Despite the huge contributions to the Star Wars franchise by the Disney behemoth, there is clearly a noted discrepancy between the focus of the Legends continuity and the Disney canon focus. Legends was primarily a print media while Disney’s output is in audio-video media. Much of the print in the Disney canon is focused around the already present audio-video media where the print stories provided deeper looks and backstories on characters we were introduced to in the movies and TV shows. Rarely were we provided with groundbreaking stories in the new Disney Canon that were primarily in the print media alone. The events surrounding the Battle of Jakku were the exception that proved the rule.

Did Disney make the right call in wiping the Star Wars canon slate clean?

However, all of that began to change in the beginning of 2020 when we were introduced to the first new era in the Disney canon that was primarily driven by the print media, The High Republic. This era has been the main focus of the publishing arm of Lucasfilm over the last two years and provides us with events taking place over 200 years before the Skywalker Saga. While this is no 25,000 years, it is still a previously untouched time period where we get mostly new characters and events that can shine on their own.

Over the 30 years that Legends was allowed to thrive we were provided with an exceptional amount of great content. Story lines that I feel were some of the best Star Wars has ever done came out of the Legends continuity. Tales of the Jedi is one of my favorite comics and The New Jedi Order is clearly a blueprint for The High Republic. We were introduced to countless alien species, planets, and characters, many of which are slowly being brought back into canon.

But Disney is doing something different that hasn’t been done before. They are trying to integrate the print media with the audio-video media. Although we were presented with comic and book characters transferring into the visual media (such as Aayla Secura) prior to Disney, it was rare and noteworthy. As we progress along in the Disney era we are seeing more and more of these crossover characters. Krrsantan is one of the notable examples of a character transitioning from the comic page to the live action scene but he is not the only one, and far from it.

There have been issues though where the “everything is equal” line was clearly disregarded and print media stories were thrown out in favor of the audio-video media stories, with the Ahsoka novel taking the brunt of those decisions. But, again, this is the exception that proves the rule. It doesn’t happen often, and it should indeed be called out because this is not what we were promised. But it appears we are generally moving in the right direction.

One thing that Disney could do is to extend an olive branch to the Legends fans. Continue the stories that were cut short in the Legends continuity. Finish the cliff hangers that were left behind. Release the books that were written and haven’t seen the light of day. There is so much content out there ripe for the picking and Disney needs only to create it. And while it would never be a majority of the sales they make, they would go a long way toward satisfying the disgruntled fans feeling left behind.

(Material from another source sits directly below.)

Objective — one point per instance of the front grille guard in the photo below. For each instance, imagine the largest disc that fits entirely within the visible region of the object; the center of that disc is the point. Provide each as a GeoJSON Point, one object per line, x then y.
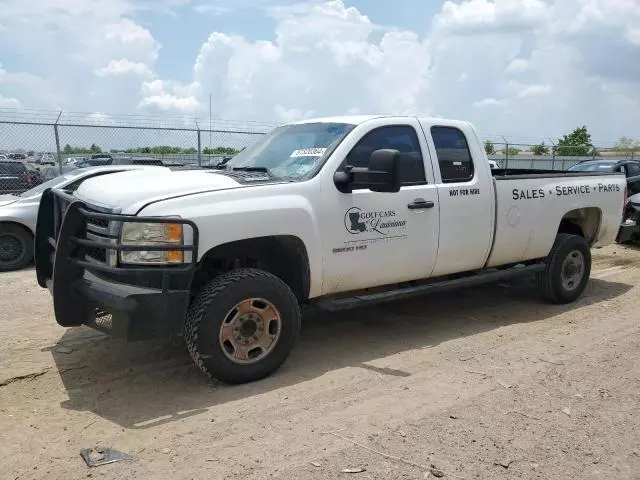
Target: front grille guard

Overall, I would say that we are in a good place with the new Disney Canon. The old Legends stories are still there and could easily join Disney’s. Authors have frequently been sliding characters and events into Disney canon so often that there is practically a blur between the two continuities. If the advent of an entire theme park land, two major theme park rides, and an immersive hotel experience aren’t enough to get you excited about the future of Star Wars, then I don’t know what to tell you. And for those who can’t afford to experience those (because the price tag is not to be ignored), we still are getting nearly a constant stream of new content weekly through Disney+. We are living in the Golden Age of Star Wars now, and we should live it up while it’s still here.